J’ai cru m’apercevoir, depuis votre arrivée ici, que vous aimiez ma fille. Me suis-je trompée ?

— Non madame, répondit Joe en levant sur elle ses yeux francs et expressifs. Vous ne vous êtes pas trompée. J’aime en effet votre fille.

J’ai fait, cependant, tous les efforts possibles pour ne pas laisser paraître ce sentiment que je voulais garder en moi-même. Vous m’avez deviné pourtant.

Ne m’en voulez pas, je vous en prie, car je suis bien excusable, il me semble, car peut-on voir votre fille sans l’aimer.

— Je ne vois pas pourquoi je vous en voudrais.

Aussi, n’est-ce pas pour vous faire des reproches que je vous ai de mandé cet entretien.

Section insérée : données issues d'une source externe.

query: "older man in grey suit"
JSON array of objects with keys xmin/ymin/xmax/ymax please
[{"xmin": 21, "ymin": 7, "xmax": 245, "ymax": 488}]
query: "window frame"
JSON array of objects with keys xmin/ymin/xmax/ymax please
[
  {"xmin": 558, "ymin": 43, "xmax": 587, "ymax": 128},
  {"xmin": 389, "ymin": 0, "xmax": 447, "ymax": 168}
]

Au contraire. Si vous compreniez comme je vous suis favorable, vous ne seriez pas aussi découragé que vous semblez l’être.

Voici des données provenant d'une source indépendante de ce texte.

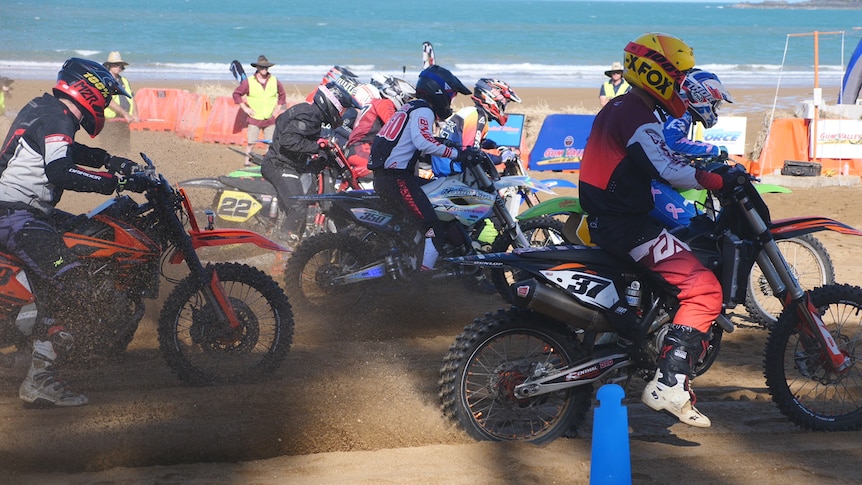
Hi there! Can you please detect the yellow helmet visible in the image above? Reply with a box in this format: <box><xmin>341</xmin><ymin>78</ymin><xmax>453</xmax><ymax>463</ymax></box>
<box><xmin>623</xmin><ymin>33</ymin><xmax>694</xmax><ymax>118</ymax></box>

— Madame, dit Joe tout ému ; que dois-je croire de vos paroles. Me serait-il donc permis d’espérer ?

Pardonnez-moi mon émotion. Ce bonheur inattendu semble m’oter la raison. Il me semble que je rêve.

— Remettez vous, mon ami, dit doucement Mde Bernier. Vous ne rêvez pas. C’est bien comme je vous le dit. Si ma fille vous aime, elle aussi, ce dont je ne doute pas, je ferai tout en mon possible pour vous rendre heureux, tous les deux.

— Mais, madame, ignorez-vous que je suis pauvre, que je n’ai que mon salaire de chaque semaine pour vivre.

— Non, je ne l’ignore pas, mais je ne trouve pas que cela soit un empêchement sérieux.

La première chose dans le mariage, c’est l’amour et l’estime mutuel ; de plus il faut un certain rapport entre les âges, les caractères, les conditions sociales, et les goûts.

Je trouve que vous convenez bien à Marie Louise, sous tous ces rapports, et je crois que vous la rendrez heureuse.

— Oh ! tout cela vous pouvez en être certaine ! je l’aime tant ! En disant cela, il regardait Mme Bernier bien franchement avec ses beaux yeux noirs humides de larmes de reconnaissance et de bonheur.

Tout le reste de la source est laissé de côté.